CAIRO – Egypt's Coptic Orthodox Church said Thursday it will not be taking in new monks in monasteries nationwide for a year after the unresolved death of the abbot of a prominent monastery in the desert northwest of Cairo.
The church said in a statement that the measure, which goes into effect starting this month, is among a series taken after Bishop Epiphanius, abbot of St. Macarius Monastery, also known as Anba Maqar, was found dead in the monastery earlier this week.
His funeral was held this week and attended by Pope Tawadros II, the spiritual leader of Egypt's Coptic Orthodox Christians, one the world's oldest Christian communities.
The church has also given its monks across Egypt one month to shut down their social media accounts, arguing that keeping them is incompatible with monastic life. It also said that monks who appear in the media or are found to be involved in interactions not assigned by their respective monasteries risk facing questioning and could potentially be de-frocked.
The circumstances surrounding Bishop Epiphanius' death remain unclear and an investigation is ongoing.
Church spokesman Boulis Halim said the monks' activities were not linked to the bishop's death. He said the measures were simply aimed at instilling discipline to monastic life.
Egypt is the birthplace of Christian monasticism and is home to some of the world's most ancient monasteries, which have drawn monks for centuries to lead solitary ascetic lives in the country's vast barren landscape. Monks have largely remained in retreat over the years even amid the monumental changes that shook Egypt's political and social landscape in recent years.

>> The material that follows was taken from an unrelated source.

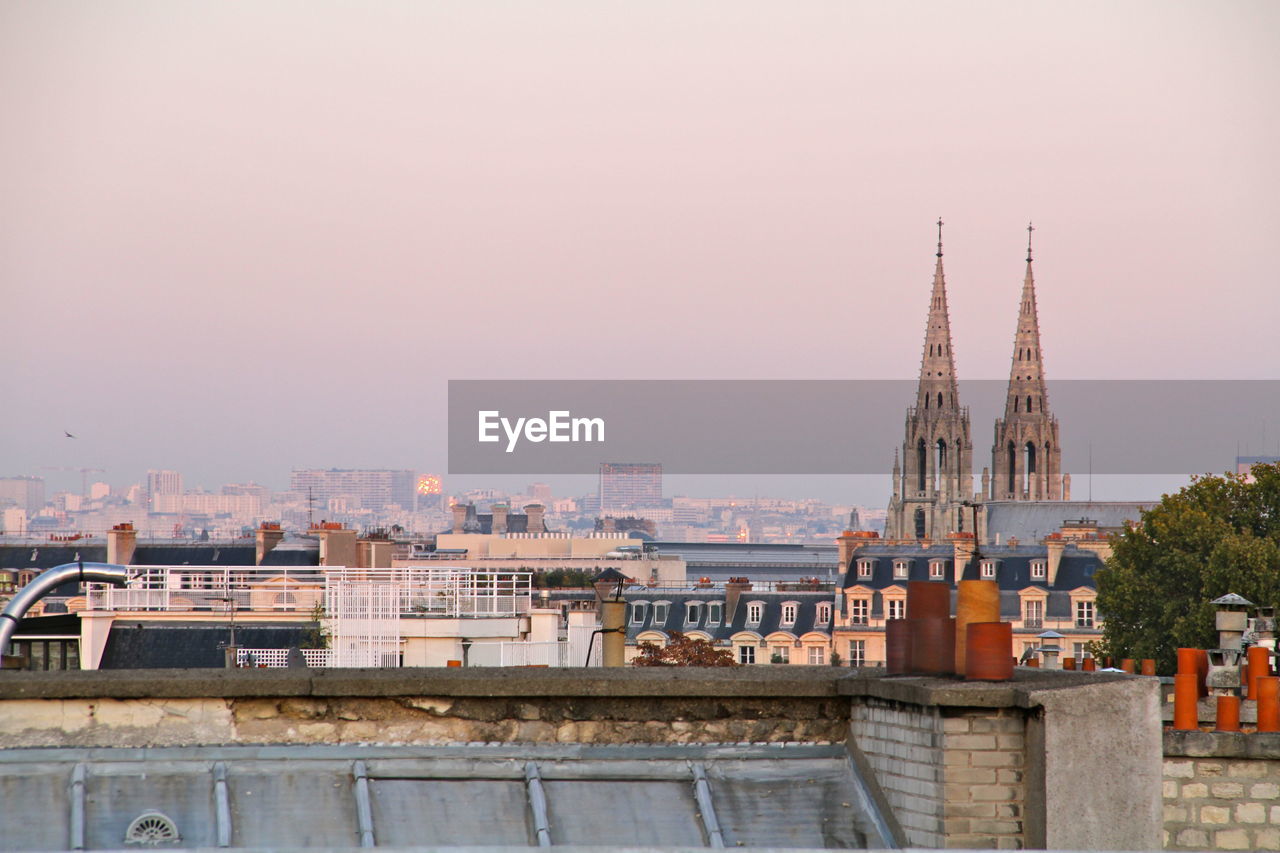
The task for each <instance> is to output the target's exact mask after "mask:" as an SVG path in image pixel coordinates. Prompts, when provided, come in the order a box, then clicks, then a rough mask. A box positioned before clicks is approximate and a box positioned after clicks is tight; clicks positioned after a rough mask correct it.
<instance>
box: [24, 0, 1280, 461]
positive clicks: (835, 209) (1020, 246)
mask: <svg viewBox="0 0 1280 853" xmlns="http://www.w3.org/2000/svg"><path fill="white" fill-rule="evenodd" d="M1277 35H1280V5H1277V4H1275V3H1271V1H1260V3H1212V4H1206V3H1170V1H1166V0H1160V1H1151V3H1124V4H1116V3H1070V4H1066V3H1062V4H1021V3H986V4H980V3H963V4H943V3H937V4H922V3H874V4H868V3H850V1H847V0H840V1H831V3H742V1H733V3H701V4H689V3H675V1H672V3H634V4H614V3H540V4H517V3H508V4H497V3H495V4H475V3H454V4H428V3H378V1H376V0H375V1H371V3H360V4H355V3H307V4H302V3H111V4H92V5H91V4H81V3H58V1H52V3H38V4H13V3H10V4H4V5H3V6H0V115H3V117H4V128H5V129H4V132H3V133H0V188H3V190H0V297H3V305H4V315H5V318H6V320H8V323H5V328H6V334H5V347H4V352H5V359H4V368H3V370H0V400H3V401H4V405H3V410H4V412H5V415H4V418H3V419H0V475H13V474H27V473H37V470H36V469H38V467H40V466H46V465H54V466H56V465H65V466H79V465H93V466H102V467H106V469H109V474H108V479H111V480H114V482H122V483H123V482H129V480H133V479H137V476H138V475H141V473H142V471H143V470H145V469H146V467H178V469H182V470H184V471H186V473H187V475H188V480H191V482H195V483H201V482H202V483H205V484H207V485H216V484H218V483H220V482H224V480H234V479H248V478H256V479H259V480H265V482H269V483H273V484H279V485H283V484H284V482H285V480H287V475H288V470H289V469H291V467H293V466H314V465H334V466H394V467H416V469H443V467H444V437H443V434H442V432H440V429H442V427H443V416H440V414H439V410H440V407H442V406H443V405H444V383H445V380H447V379H449V378H521V377H538V378H577V377H591V378H613V377H617V378H667V377H672V378H675V377H681V378H685V377H692V378H881V377H911V375H914V374H915V371H916V369H918V364H919V352H920V341H922V339H923V327H924V316H925V309H927V302H928V289H929V282H931V275H932V266H933V241H934V229H933V220H934V219H937V216H938V215H940V214H941V215H942V216H943V218H945V219H946V222H947V227H946V264H947V280H948V287H950V301H951V313H952V329H954V333H955V351H956V359H957V370H959V373H960V375H961V377H963V378H996V377H1004V375H1006V374H1007V360H1009V356H1010V348H1011V341H1012V332H1014V320H1015V318H1016V309H1018V296H1019V288H1020V283H1021V274H1023V263H1021V259H1023V247H1024V242H1025V231H1024V229H1025V225H1027V222H1028V219H1034V220H1036V224H1037V229H1038V231H1037V232H1036V243H1037V250H1036V255H1037V282H1038V286H1039V309H1041V324H1042V333H1043V346H1044V352H1046V362H1047V373H1048V378H1050V380H1051V382H1052V380H1053V379H1055V378H1102V377H1117V378H1276V377H1277V369H1276V365H1277V364H1280V336H1277V334H1276V333H1275V329H1276V328H1280V297H1277V295H1276V293H1277V284H1280V282H1277V277H1276V273H1275V269H1276V261H1275V259H1274V257H1272V255H1274V254H1275V250H1276V246H1277V234H1280V205H1277V202H1276V188H1277V187H1280V165H1277V164H1280V158H1277V156H1276V151H1280V97H1276V93H1277V92H1280V44H1277V42H1280V38H1277ZM909 402H910V401H904V403H902V405H904V407H905V406H906V405H908V403H909ZM64 428H67V429H72V432H78V434H79V435H81V437H82V438H81V439H78V441H79V442H81V443H79V444H77V446H76V447H72V448H69V447H68V446H67V444H68V442H65V439H63V438H61V430H63V429H64ZM978 428H980V432H979V433H978V434H979V435H984V434H986V430H987V429H988V427H987V425H986V424H975V429H978ZM1065 428H1068V429H1069V425H1065ZM1272 429H1274V432H1276V433H1277V434H1280V424H1277V425H1274V427H1272ZM1064 437H1065V439H1066V441H1070V433H1069V432H1066V433H1065V435H1064ZM975 443H977V442H975ZM891 452H892V448H886V455H887V456H888V453H891ZM979 456H980V453H979V452H978V448H977V447H975V457H979ZM887 464H888V461H886V465H887ZM76 479H77V480H78V478H76ZM886 479H887V478H886ZM77 484H78V483H77Z"/></svg>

The monasteries, located in remote desert areas, have had faint experience with the rise in Islamic militancy following the 2013 military ouster of former Islamist President Mohammed Morsi after mass protests against his rule. In April 2017, gunmen attacked security forces stationed near the famed St. Catherine's Monastery in Egypt's south Sinai, killing one policeman. The attack was later claimed by the extremist Islamic State group.
A month later, masked gunmen ambushed a bus carrying Coptic Christians traveling to a monastery south of Cairo, killing 29 in an attack blamed on militants who infiltrated across the desert border with Libya. IS claimed that attack, too. Egypt responded with airstrikes targeting what it said were militant training camps in Libya.